4. I am fortified in this view by two judgments of our Court, namely, the cases of Nathulal Gangabaks Khandelwal vs. Nandubai and others, reported in MANU/MH/0287/1984 : 1994 Mh.L.J. 253 : AIR 1984 Bom. 340, decided by the Division Bench of our Court and Mangesh Govind Patane vs. Nagesh Kadam and others, reported in MANU/MH/0526/2005 : 2005 (4) Bom. C.R. 554 decided by a learned Single Judge of our Court. The Division Bench in the case of Nathulal Gangabaks Khandelwal held that bona fide need of a landlord was a matter which could be proved by any evidence; there was nothing in the provisions of the Rent Act which required the landlord to adduce his own evidence for proving his bona fide need. In the absence of any specific provision to that effect, the facts constituting a bona fide need could be proved by the landlord by adducing any evidence which satisfies the Court or the Rent Controller. It may be that certain facts, which are needed to be established as per the requirements of the Rent Act, in this behalf, are in the personal knowledge of the landlord alone. In that case, he may have to step into the witness box to prove these facts and the Court or the authority concerned may not accept any other evidence. But barring such a case, if the facts in dispute could be, and are, established by any other competent witness other than the landlord by examining himself, the landlord cannot be visited with the fatal consequence of adverse inference, if he omits to personally step into the witness box. So also, in the case of Mangesh Govind Patane, the learned Single Judge held that so long as the witness had the personal knowledge of the bona fide requirement of the landlord, he could very well step into the witness box and prove the same. The Court particularly held that the expression "himself used in section 13(1)(g) of the Rent Act had been defined to mean not only the landlord alone but also his wife and children. It would cover the case of a family and all persons staying together including dependents and other relation of the landlord. If one of these dependants steps into the witness box and proves bona fide need of the landlord not only for himself but for his dependents including the witness, there is no reason why his evidence should not be accepted by the Court.
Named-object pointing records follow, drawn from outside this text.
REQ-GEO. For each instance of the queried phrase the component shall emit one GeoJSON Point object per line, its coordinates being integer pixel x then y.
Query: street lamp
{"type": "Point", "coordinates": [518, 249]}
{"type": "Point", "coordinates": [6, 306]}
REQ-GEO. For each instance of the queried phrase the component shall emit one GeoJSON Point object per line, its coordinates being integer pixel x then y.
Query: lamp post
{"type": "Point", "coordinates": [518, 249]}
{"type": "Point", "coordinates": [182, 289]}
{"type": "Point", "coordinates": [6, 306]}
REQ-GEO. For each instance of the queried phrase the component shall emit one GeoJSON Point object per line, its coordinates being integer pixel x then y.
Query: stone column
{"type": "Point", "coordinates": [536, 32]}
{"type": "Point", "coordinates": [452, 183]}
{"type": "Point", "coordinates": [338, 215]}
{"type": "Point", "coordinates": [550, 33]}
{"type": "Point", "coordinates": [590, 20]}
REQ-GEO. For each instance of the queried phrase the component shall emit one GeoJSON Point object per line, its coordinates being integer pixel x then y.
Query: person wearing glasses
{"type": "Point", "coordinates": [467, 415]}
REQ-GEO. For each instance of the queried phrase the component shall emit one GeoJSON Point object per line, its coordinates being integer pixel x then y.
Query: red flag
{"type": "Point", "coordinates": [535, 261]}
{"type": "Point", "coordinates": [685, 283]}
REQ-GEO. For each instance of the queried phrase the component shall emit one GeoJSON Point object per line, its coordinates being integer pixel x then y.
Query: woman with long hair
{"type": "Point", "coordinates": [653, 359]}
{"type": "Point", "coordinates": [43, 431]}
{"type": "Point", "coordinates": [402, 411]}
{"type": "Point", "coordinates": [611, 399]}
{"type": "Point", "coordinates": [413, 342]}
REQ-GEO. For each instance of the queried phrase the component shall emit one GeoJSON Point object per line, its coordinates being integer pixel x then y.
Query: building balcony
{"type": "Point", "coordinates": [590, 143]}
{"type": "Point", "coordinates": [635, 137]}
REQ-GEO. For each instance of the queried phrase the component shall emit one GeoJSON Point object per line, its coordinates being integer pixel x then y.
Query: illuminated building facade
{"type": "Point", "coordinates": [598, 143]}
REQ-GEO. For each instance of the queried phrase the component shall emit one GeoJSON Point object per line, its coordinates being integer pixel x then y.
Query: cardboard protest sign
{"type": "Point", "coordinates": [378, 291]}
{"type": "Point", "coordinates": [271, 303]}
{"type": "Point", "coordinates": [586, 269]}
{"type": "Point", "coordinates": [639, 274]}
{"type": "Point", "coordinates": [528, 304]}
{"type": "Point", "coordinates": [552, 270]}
5. Two Courts below have, after considering the evidence before them, come to concurrent findings of fact concerning the bona fide need of the landlord, which includes the need of his family members including his son and the grievance of illegal subletting by the petitioner in favour of a third party. No interference is called for in the writ jurisdiction of this Court with these findings. The conclusions are clearly possible conclusions based on evidence. No irrelevant or non-germane material is considered by the Court and no relevant or germane material is disregarded by the Courts whilst arriving at these conclusions. In the premises, simply on the basis that the landlord himself did not step into the witness box, the conclusions cannot be termed as impermissible or warranting interference.

6. Accordingly, there is no merit in the writ petition. The writ petition is dismissed. No order as to costs. At the request of learned counsel for the petitioner, the interim stay operating in his client's favour is directed to continue for a further period of four weeks.